The Russian-built RD-180 engine powers ULA’s Atlas 5 rocket, which is used to launch a majority of national security satellites. The Atlas 5 is considered the only competitor to SpaceX’s Falcon 9 for nine upcoming military launches.
The bill also provided no funding for the Air Force’s legacy Defense Meteorological Satellite Program, a line of weather satellites dating back to the 1960s. The last of those satellites, DMSP-F20, had been tentatively slated to launch around 2018, but the bill denied the Air Force’s $120 million request launch that satellite.
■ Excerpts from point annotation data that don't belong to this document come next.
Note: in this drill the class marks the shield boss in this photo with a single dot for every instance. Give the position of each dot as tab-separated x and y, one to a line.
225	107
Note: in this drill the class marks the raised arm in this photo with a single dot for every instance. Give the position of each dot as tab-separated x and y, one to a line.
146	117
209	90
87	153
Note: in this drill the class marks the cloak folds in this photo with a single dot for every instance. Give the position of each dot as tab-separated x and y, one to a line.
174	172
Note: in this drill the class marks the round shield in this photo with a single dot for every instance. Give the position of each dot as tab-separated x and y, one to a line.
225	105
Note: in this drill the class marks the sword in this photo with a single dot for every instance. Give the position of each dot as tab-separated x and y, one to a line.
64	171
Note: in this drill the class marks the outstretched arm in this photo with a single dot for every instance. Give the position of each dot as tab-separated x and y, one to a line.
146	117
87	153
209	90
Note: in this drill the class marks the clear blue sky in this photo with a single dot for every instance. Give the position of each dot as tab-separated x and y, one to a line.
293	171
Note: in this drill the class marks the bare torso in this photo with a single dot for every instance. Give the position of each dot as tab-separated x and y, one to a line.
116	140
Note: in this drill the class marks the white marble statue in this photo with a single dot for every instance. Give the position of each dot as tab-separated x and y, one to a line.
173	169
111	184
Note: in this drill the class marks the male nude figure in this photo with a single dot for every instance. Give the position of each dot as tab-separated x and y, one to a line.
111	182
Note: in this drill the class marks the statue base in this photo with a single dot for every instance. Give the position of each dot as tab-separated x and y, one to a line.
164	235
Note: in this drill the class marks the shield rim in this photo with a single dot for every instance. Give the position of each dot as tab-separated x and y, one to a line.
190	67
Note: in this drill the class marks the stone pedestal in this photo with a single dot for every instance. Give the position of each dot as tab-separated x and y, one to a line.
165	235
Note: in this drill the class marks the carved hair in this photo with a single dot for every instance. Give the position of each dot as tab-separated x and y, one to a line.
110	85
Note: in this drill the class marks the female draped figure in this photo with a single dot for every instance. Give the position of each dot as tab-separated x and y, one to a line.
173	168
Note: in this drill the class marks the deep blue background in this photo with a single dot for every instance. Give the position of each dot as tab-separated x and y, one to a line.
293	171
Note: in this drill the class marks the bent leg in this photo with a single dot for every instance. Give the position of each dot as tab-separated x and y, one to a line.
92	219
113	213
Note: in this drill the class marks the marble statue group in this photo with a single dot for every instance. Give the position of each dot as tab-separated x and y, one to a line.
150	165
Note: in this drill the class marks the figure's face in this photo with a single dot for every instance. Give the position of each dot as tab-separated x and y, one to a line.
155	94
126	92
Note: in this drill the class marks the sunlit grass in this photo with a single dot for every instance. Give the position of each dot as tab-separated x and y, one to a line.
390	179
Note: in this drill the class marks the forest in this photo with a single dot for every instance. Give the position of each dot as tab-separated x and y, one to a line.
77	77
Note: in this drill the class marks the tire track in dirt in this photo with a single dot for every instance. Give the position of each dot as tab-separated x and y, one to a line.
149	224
Congress banned future use of Russian engines for U.S. national security launches in the National Defense Authorization Act for 2015 as a response to Russia’s 2014 incursion into neighboring Ukraine. Lawmakers, the Air Force and ULA have been debating the specific terms of the ban ever since.
The language in the 2016 spending bill comes about one month after Denver-based ULA said it declined to bid for the right to launch a GPS 3 satellite in 2018, effectively ceding the contract to SpaceX. ULA cited multiple reasons for not bidding, the engine ban among them.
The recently passed National Defense Authorization Act for 2016 provided limited relief from the ban, giving ULA access to four more engines for upcoming Air Force competitions. This came after the company said it had assigned five engines that previously were deemed exempt from the ban to nonmilitary missions.
The move to lift the ban entirely in the must-pass omnibus spending bill was telegraphed in November by the office of Sen. Richard Shelby (R-Ala.), a senior member of the Senate Appropriations Committee. ULA builds the Atlas 5 in Decatur, Alabama.
Sen. John McCain (R-Ariz.), the chairman of the Senate Armed Services Committee and a frequent ULA critic, urged his Appropriations Committee colleagues to adhere to the 2016 NDAA, but to no avail.
Shelby described the ban as “reckless” and said the new language would address Pentagon concerns about a potential gap in assured access to space.
“The language included in the omnibus would reverse the reckless restriction put on the use of the RD-180, which undermines our national security,” Shelby said in a Dec. 16 email to SpaceNews. “While I strongly believe that we should not be dependent upon any foreign power for access to space, it is far too risky to ban the RD-180 until we have a domestically-produced engine that has the same capabilities.”
In a blistering speech on the Senate floor, McCain said the Senate Armed Services Committee would consider “a complete and indefinite restriction on [Russian President Vladimir] Putin’s rocket engines” as part of the National Defense Authorization Act for 2017.
The 2016 spending bill, which expires Sept. 30, 2016, also provides $227 million to accelerate development of an American replacement for the RD-180. That’s about $143 million more than the White House’s budget request, according to a summary of Defense Department spending in the bill.
The engine development effort has a $220 million budget for 2015, but the Air Force requested only $84 million for 2016.
Congress mandated last year that the Defense Department develop a domestic engine that would be ready to fly by 2019.